This is a yummy version of chicken fajitas. I like that the veggie/meat mix is a lot like you'd get at a restaurant. Usually when I make fajitas the mixture is super juice filled, this is more "dry", not like dry your mouth out dry, just not sopping wet, hopefully that makes sense. I love the addition of the citrus flavor from the limes!
Adapted from this recipe:
Marinade:
¼ cup fresh lime juice (about 3-4 limes)
1/3 cup water
2 tablespoons vegetable oil
2 large cloves garlic, minced
1 teaspoon salt
3 teaspoons vinegar
2 teaspoons soy sauce
½ teaspoons chili powder
½ teaspoon liquid smoke
¼ teaspoon black pepper
1/8 teaspoon onion powder
1 tsp lime zest
Fajitas:
1 1/2 pounds chicken breasts (about 3 large chicken breasts) cut into strips or pieces
1 yellow onion, cut into thin strips
1 green pepper, cut into thin strips
1 red (or orange) pepper, cut into thin strips
8 ounces fresh mushrooms, quartered
1 teaspoon soy sauce
2 tablespoons water
½ teaspoon fresh lime juice (a quick squeeze of a cut lime)
½ teaspoon lime zest
dash of salt and pepper
Combine all marinade ingredients in a small bowl. Place chicken in a ziploc bag and pour the marinade ingredients over the top. Seal the bag and place in the refrigerator and let marinate for 2-3 hours.
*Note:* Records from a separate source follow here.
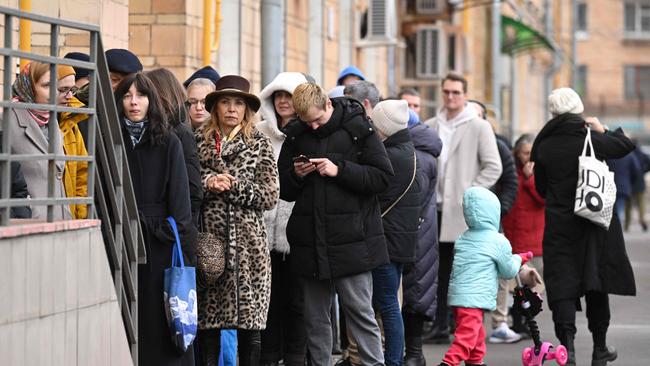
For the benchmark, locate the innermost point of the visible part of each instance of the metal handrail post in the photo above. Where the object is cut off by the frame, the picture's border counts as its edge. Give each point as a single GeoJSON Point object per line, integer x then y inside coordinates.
{"type": "Point", "coordinates": [6, 148]}
{"type": "Point", "coordinates": [52, 124]}
{"type": "Point", "coordinates": [92, 122]}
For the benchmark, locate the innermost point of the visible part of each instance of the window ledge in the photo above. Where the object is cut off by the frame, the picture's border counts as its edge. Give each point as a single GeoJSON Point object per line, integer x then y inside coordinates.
{"type": "Point", "coordinates": [582, 35]}
{"type": "Point", "coordinates": [636, 36]}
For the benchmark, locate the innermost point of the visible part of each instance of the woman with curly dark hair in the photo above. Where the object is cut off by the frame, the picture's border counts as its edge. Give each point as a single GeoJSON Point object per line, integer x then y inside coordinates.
{"type": "Point", "coordinates": [161, 189]}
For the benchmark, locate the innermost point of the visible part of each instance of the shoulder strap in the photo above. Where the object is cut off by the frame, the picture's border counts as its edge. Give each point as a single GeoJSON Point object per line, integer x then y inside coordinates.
{"type": "Point", "coordinates": [177, 253]}
{"type": "Point", "coordinates": [415, 168]}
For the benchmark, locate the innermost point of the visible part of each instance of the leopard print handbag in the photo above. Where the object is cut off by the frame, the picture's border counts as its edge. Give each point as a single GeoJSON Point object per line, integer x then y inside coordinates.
{"type": "Point", "coordinates": [211, 256]}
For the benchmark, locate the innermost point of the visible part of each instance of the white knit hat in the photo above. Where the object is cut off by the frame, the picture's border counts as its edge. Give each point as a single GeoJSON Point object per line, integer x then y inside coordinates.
{"type": "Point", "coordinates": [390, 116]}
{"type": "Point", "coordinates": [564, 100]}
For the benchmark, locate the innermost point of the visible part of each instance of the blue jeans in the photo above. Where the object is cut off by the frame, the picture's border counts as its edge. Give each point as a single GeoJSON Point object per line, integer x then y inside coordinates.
{"type": "Point", "coordinates": [385, 283]}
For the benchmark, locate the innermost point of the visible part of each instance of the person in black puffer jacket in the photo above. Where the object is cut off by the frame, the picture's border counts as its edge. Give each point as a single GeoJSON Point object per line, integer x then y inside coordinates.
{"type": "Point", "coordinates": [173, 97]}
{"type": "Point", "coordinates": [333, 165]}
{"type": "Point", "coordinates": [400, 207]}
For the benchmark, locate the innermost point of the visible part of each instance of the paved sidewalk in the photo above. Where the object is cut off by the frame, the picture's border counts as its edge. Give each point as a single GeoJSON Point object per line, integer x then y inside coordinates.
{"type": "Point", "coordinates": [629, 331]}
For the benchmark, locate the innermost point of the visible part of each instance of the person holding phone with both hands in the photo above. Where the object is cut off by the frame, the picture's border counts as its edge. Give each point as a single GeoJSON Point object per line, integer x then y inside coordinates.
{"type": "Point", "coordinates": [335, 230]}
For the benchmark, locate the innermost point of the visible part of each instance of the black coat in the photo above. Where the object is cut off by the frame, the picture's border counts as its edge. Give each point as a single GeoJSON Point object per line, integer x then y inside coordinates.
{"type": "Point", "coordinates": [191, 157]}
{"type": "Point", "coordinates": [420, 281]}
{"type": "Point", "coordinates": [18, 190]}
{"type": "Point", "coordinates": [161, 189]}
{"type": "Point", "coordinates": [402, 220]}
{"type": "Point", "coordinates": [579, 256]}
{"type": "Point", "coordinates": [506, 186]}
{"type": "Point", "coordinates": [335, 228]}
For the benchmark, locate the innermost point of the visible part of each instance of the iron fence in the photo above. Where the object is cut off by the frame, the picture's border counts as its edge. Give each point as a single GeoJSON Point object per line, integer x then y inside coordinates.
{"type": "Point", "coordinates": [110, 193]}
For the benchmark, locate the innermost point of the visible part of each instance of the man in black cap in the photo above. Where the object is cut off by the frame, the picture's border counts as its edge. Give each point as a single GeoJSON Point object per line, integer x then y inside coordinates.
{"type": "Point", "coordinates": [121, 63]}
{"type": "Point", "coordinates": [81, 75]}
{"type": "Point", "coordinates": [206, 72]}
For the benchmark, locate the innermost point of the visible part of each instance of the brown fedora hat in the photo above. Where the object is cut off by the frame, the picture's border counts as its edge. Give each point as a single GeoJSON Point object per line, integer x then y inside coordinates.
{"type": "Point", "coordinates": [232, 85]}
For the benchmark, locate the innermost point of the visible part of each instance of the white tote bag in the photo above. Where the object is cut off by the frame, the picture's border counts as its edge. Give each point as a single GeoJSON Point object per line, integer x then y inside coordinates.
{"type": "Point", "coordinates": [596, 190]}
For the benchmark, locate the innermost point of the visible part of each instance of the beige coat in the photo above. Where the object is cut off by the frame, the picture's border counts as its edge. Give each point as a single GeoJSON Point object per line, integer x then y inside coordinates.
{"type": "Point", "coordinates": [473, 160]}
{"type": "Point", "coordinates": [27, 138]}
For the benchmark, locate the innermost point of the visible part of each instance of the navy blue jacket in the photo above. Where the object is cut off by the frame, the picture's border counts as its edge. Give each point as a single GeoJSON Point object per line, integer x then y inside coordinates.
{"type": "Point", "coordinates": [420, 281]}
{"type": "Point", "coordinates": [402, 220]}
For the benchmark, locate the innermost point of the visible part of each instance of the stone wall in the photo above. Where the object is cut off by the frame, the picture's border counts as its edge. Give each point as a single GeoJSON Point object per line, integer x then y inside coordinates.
{"type": "Point", "coordinates": [58, 300]}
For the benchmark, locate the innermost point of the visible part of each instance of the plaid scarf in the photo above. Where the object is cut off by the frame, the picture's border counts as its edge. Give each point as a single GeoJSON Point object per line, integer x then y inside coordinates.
{"type": "Point", "coordinates": [24, 92]}
{"type": "Point", "coordinates": [135, 129]}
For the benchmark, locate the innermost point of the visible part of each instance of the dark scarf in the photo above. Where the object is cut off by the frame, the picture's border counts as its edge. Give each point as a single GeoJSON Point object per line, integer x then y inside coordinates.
{"type": "Point", "coordinates": [135, 129]}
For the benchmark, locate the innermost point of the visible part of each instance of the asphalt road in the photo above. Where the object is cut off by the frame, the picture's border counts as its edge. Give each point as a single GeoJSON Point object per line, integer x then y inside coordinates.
{"type": "Point", "coordinates": [629, 329]}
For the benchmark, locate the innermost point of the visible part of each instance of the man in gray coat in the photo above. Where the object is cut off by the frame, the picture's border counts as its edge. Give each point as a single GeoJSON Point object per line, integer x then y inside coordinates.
{"type": "Point", "coordinates": [469, 158]}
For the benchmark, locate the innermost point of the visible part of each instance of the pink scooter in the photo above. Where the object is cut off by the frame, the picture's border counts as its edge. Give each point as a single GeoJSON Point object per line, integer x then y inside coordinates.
{"type": "Point", "coordinates": [531, 304]}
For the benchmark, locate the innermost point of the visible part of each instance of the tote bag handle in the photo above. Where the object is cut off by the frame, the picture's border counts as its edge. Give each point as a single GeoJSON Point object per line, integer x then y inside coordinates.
{"type": "Point", "coordinates": [588, 142]}
{"type": "Point", "coordinates": [177, 254]}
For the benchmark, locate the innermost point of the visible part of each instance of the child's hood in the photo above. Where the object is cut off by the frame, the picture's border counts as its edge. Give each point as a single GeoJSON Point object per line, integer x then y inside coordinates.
{"type": "Point", "coordinates": [481, 209]}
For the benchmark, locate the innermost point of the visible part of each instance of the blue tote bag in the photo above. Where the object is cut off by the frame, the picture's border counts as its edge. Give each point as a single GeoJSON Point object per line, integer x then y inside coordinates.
{"type": "Point", "coordinates": [181, 306]}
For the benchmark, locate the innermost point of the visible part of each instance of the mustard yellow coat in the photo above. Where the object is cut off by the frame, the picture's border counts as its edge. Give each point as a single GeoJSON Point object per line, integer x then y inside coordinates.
{"type": "Point", "coordinates": [75, 176]}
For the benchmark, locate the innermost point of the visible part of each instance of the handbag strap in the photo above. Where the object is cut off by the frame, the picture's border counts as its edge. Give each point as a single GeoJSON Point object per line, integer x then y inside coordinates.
{"type": "Point", "coordinates": [588, 143]}
{"type": "Point", "coordinates": [177, 254]}
{"type": "Point", "coordinates": [415, 168]}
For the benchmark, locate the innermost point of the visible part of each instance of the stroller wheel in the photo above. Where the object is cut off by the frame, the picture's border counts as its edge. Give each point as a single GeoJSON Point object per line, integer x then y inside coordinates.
{"type": "Point", "coordinates": [526, 356]}
{"type": "Point", "coordinates": [561, 355]}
After marinading, take chicken out of the bag and discard the marinade. Grill or broil the chicken until done. Keep in a bowl w/foil in a warmed oven to keep warm.
In a large nonstick skillet, heat 1 tablespoon oil over medium heat and add the onion, mushrooms and peppers. Stir fry until softened but still crisp tender. Add soy sauce, water, lime juice, lime zest, and salt and pepper. Cook another 2-3 minutes, stirring frequently. Slice chicken thinly on the diagonal and toss with the vegetables in the skillet. Serve immediately with flour tortillas (my favorite are the ones you cook yourself) and top with tomatoes, guacamole, cheese, sour cream, and whatever else you want.